Methods to Maximize Response
We are utilizing an established online panel for survey administration. Survey administration will include an invitation email and up to one reminder email (as needed) in an effort to maximize response rate.
Testing of Procedures
Prior to determining the use of the online panel for the full-year survey fielding, FMG conducted a one-month pilot study to arbitrate between two pilot samples. This pilot study was conducted according to OMB guidelines for deciding between two possible samples. The pilot study compared the bias in the estimated mean tipping rates derived from responses taken from the non-probability online panel and a probability-based push-to-web panel. The full report detailing the pilot study and outcomes, “Comparison of Estimates of Tipping Behavior Produced Using Probability and Non-Probability Samples: Methodology and Results,” is attached as a supporting document; the key findings are discussed in this section.

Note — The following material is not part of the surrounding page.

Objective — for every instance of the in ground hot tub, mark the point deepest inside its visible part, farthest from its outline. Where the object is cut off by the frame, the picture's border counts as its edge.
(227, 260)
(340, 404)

The pilot data analysis featured two tests of the relative bias in the two estimates. The first test, termed the “Differences in Samples” test, assumed that the probability sample is no more biased than the non-probability sample. Consequently, any difference in reported average tip rates between the two samples was interpreted as indicating bias in the non-probability sample. The results of this test found no statistically significant differences between the mean tipping rates derived from the two samples.

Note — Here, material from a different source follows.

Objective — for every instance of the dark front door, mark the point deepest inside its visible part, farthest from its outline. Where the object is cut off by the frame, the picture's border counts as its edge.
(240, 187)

The second, “Differences in Differences” test did not make an assumption that the probability-derived estimate was not more biased than the non-probability estimate of the mean tipping rate. Rather, this test utilized information about tipping transactions from point of sale data (POS) as an objective arbiter between the probability and non-probability samples. Specifically, the test examined whether the absolute mean difference between respondent-reported tip rates and the mean tip rates of the respondent’s region of residence differed between the non-probability and probability samples. This test found no evidence that the non-probability estimate systematically differed from the POS estimate more than the probability estimate.

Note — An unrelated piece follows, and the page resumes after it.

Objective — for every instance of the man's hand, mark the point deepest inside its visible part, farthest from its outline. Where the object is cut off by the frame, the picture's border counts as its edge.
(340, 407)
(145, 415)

As with any study, this analysis was subject to some limitations. Specifically, the pilot study compared tip rates between the two samples for only a subset of tipped transactions of interest (Full Service Restaurants), so it is unclear to what extent the findings generalize to non-restaurant transactions. In addition, neither the probability-based estimate nor the Point of Sale data represent a gold standard even for restaurant tips. The Point of Sale data was taken for a non-randomized sample of establishments, focused solely on credit-based transactions, and thus might not be comparable to the sample of transactions taken from the survey, which included all forms of payment, including cash. Finally, non-response in both panels means final estimates from either sample will come with a level of uncertainty concerning the degree to which they represent the “true” mean tipping rate. However, the pilot study does not provide systematic support for the superior validity of either the probability or non-probability sample.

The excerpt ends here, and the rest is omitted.